The nihility in Snow Country has deeply penetrated the tradition of Japanese classical literature, and it is an "oriental" nihility. Although Kawabata Yasunari was dissatisfied with the present situation of the literary world when he first came to the literary world, he once launched a "new feeling movement" with Yokomitsu and others, trying to create a brand-new feeling world by means of Dadaism, Expressionism and other western modernist methods. He did not attach importance to the Japanese literary tradition and once "tried to deny it and exclude it."
However, after middle age, Yasunari Kawabata found himself more and more "having never experienced western-style grief and distress, and I have never seen western-style nothingness and decadence in Japan". He began to move closer to tradition.
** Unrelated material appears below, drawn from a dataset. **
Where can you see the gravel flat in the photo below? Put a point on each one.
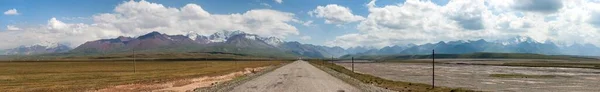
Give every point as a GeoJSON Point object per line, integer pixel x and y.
{"type": "Point", "coordinates": [477, 77]}
{"type": "Point", "coordinates": [298, 76]}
When writing Snow Country, in order to write the beauty that does not exist in this world, he can only seek creative inspiration from Japanese traditional culture.
Extended information:
Creative background
The nihility shown by Yasunari Kawabata in Snow Country is the same as the thought of mourning for things in Tales of Genji. The first layer of mourning is touching people. Especially the sadness of the relationship between men and women. This is manifested in the creative motivation of Snow Country.
Yasunari Kawabata once said, "I wrote both The Dancer of Izu and The Snow Country with gratitude for love. This kind of performance was simply expressed in The Dancer of Izu, but it went a little deeper in Snow Country and made a painful performance." It is a tradition of Japanese classical literature to express sad thoughts from the love between men and women.
In Snow Country, Koko really falls in love with Shimamura. Shimamura clearly knows that Koko has a crush on him, but he thinks that Koko's pursuit of love and even her survival itself is futile. Sadly, Shimamura lives in Koko for life, and the sad sea of women's love for love is drifting, and his heart is soaked with bitterness.